### Setting seeds

In [1]:
import torch
import numpy as np
import random
import os

torch.backends.cudnn.deterministic = True
torch.backends.cudnn.benchmark = False

def set_seeds(seed):
    torch.manual_seed(seed)
    torch.cuda.manual_seed(seed)
    np.random.seed(seed)
    random.seed(seed)
    os.environ["PYTHONHASHSEED"] = str(seed)

SEED = 21937
set_seeds(SEED)

SVD_QTY = 150

### Data extraction

In [2]:
import pandas as pd

pd.set_option('max_colwidth', 120)

train_dset = pd.read_csv("../input/google-quest-challenge/train.csv", index_col='qa_id')
test_dset = pd.read_csv("../input/google-quest-challenge/test.csv", index_col='qa_id')

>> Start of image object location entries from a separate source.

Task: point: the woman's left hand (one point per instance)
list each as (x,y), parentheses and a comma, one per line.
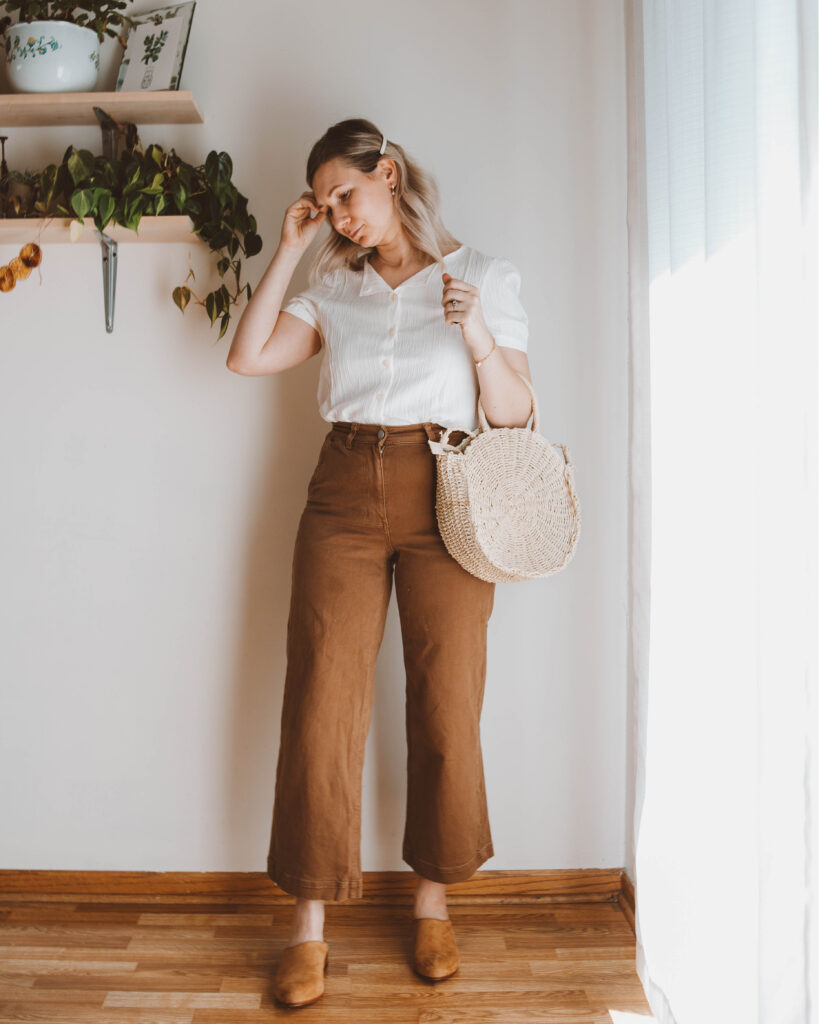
(468,314)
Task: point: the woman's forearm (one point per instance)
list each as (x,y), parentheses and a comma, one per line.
(258,321)
(505,397)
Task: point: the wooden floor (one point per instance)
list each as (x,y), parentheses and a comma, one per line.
(166,962)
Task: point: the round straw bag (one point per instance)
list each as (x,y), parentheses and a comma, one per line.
(505,501)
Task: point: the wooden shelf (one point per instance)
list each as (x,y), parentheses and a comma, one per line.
(160,107)
(18,230)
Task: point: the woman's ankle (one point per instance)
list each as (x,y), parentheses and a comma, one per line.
(308,921)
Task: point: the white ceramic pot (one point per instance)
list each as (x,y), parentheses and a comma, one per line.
(51,56)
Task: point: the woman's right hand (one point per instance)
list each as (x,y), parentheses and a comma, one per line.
(299,227)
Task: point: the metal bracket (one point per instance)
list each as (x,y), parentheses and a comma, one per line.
(109,276)
(115,138)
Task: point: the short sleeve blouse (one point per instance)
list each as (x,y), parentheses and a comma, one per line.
(389,355)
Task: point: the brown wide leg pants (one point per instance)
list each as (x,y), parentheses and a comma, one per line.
(371,511)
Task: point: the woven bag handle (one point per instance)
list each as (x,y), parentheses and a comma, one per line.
(535,416)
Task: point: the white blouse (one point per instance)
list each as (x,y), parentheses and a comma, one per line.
(389,355)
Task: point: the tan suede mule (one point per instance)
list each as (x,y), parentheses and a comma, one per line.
(300,977)
(435,953)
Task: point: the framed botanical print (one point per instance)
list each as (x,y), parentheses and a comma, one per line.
(155,48)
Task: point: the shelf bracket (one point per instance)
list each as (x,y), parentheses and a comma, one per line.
(109,276)
(116,137)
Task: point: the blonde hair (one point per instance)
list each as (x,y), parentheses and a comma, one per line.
(357,142)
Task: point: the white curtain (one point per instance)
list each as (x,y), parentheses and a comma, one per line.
(723,463)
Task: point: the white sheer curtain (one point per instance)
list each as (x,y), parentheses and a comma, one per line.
(722,235)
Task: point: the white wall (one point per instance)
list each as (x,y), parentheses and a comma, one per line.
(151,498)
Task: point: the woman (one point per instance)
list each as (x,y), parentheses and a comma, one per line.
(415,328)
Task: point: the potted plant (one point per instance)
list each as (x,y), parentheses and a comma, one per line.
(148,182)
(54,44)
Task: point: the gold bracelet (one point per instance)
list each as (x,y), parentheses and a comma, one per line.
(486,356)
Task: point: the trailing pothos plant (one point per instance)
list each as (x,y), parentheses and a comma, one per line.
(148,182)
(96,14)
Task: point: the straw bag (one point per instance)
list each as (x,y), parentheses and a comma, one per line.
(505,501)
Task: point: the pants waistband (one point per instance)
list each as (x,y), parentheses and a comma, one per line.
(382,433)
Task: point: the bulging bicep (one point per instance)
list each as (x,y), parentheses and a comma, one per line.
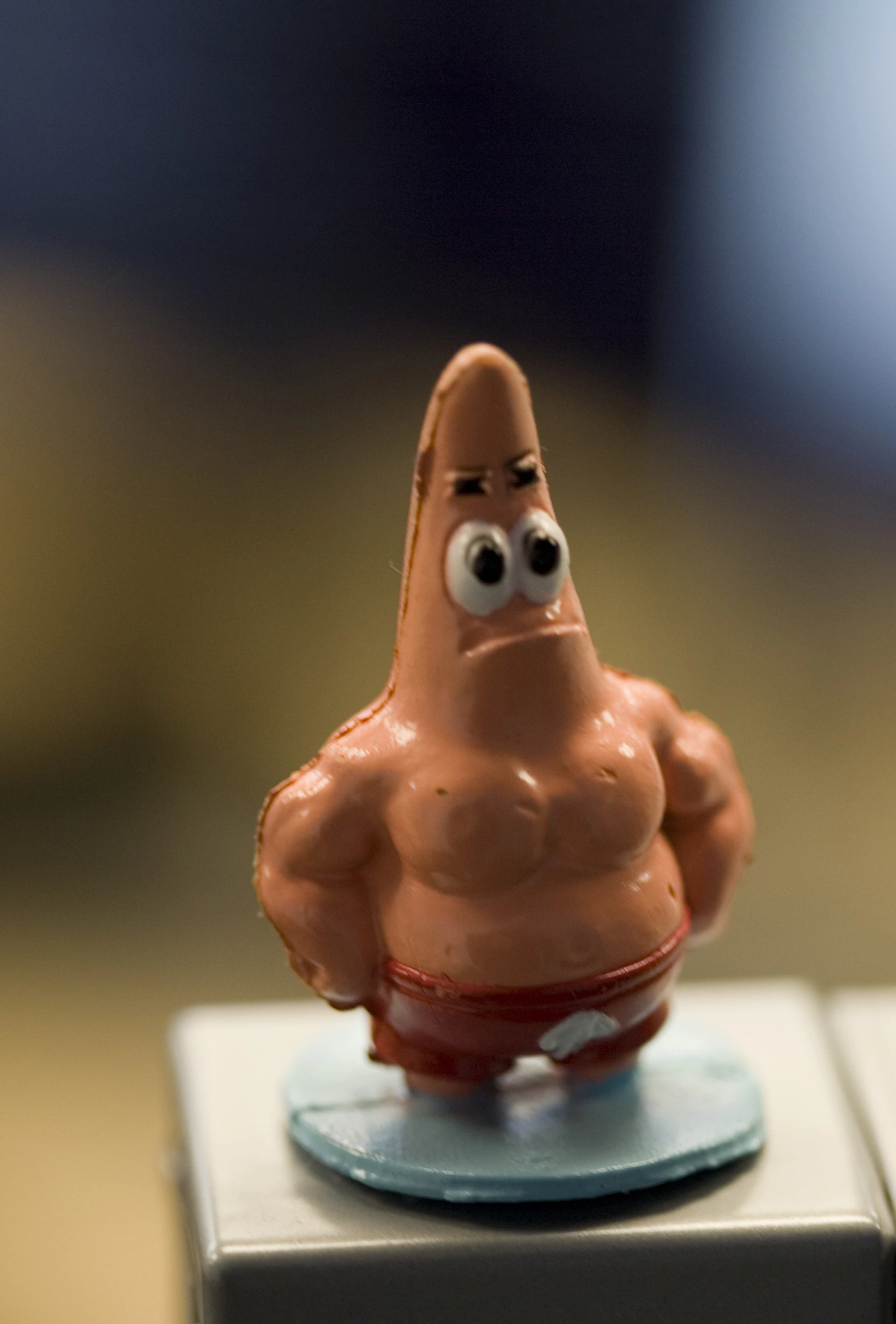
(319,826)
(698,767)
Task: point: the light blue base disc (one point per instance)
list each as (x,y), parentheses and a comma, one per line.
(687,1106)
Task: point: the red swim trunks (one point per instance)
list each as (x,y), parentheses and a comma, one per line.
(439,1026)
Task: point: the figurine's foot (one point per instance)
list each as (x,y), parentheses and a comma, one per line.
(598,1073)
(443,1087)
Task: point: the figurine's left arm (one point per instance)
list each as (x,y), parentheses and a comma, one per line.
(708,818)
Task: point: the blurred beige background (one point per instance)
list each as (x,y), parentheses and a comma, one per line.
(199,583)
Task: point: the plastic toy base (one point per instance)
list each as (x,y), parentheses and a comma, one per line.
(688,1105)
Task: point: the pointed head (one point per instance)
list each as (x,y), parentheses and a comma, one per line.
(486,563)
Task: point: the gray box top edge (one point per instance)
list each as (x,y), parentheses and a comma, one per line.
(258,1208)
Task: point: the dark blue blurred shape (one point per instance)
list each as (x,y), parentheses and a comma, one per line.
(497,169)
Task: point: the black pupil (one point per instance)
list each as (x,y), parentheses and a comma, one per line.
(489,564)
(544,554)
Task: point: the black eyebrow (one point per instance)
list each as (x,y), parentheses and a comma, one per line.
(474,483)
(523,471)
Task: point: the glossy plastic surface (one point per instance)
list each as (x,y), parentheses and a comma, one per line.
(510,812)
(688,1105)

Selection of columns based of possibility of feature extraction:

In [3]:
free_text_columns = ['question_title', 'question_body', 'answer']

category_columns = ['host', 'category']

discard_columns = ['question_user_name', 'question_user_page',  'answer_user_name', 'answer_user_page', 'url']

target_columns = ['question_asker_intent_understanding', 'question_body_critical', 'question_conversational',
                  'question_expect_short_answer', 'question_fact_seeking', 'question_has_commonly_accepted_answer',
                  'question_interestingness_others', 'question_interestingness_self', 'question_multi_intent',
                  'question_not_really_a_question', 'question_opinion_seeking', 'question_type_choice',
                  'question_type_compare', 'question_type_consequence', 'question_type_definition',
                  'question_type_entity', 'question_type_instructions', 'question_type_procedure',
                  'question_type_reason_explanation', 'question_type_spelling', 'question_well_written',
                  'answer_helpful', 'answer_level_of_information', 'answer_plausible', 'answer_relevance',
                  'answer_satisfaction', 'answer_type_instructions', 'answer_type_procedure',
                  'answer_type_reason_explanation', 'answer_well_written']

In [4]:
y_train = train_dset[target_columns].copy()
train_dset = train_dset.drop(target_columns+discard_columns, axis=1)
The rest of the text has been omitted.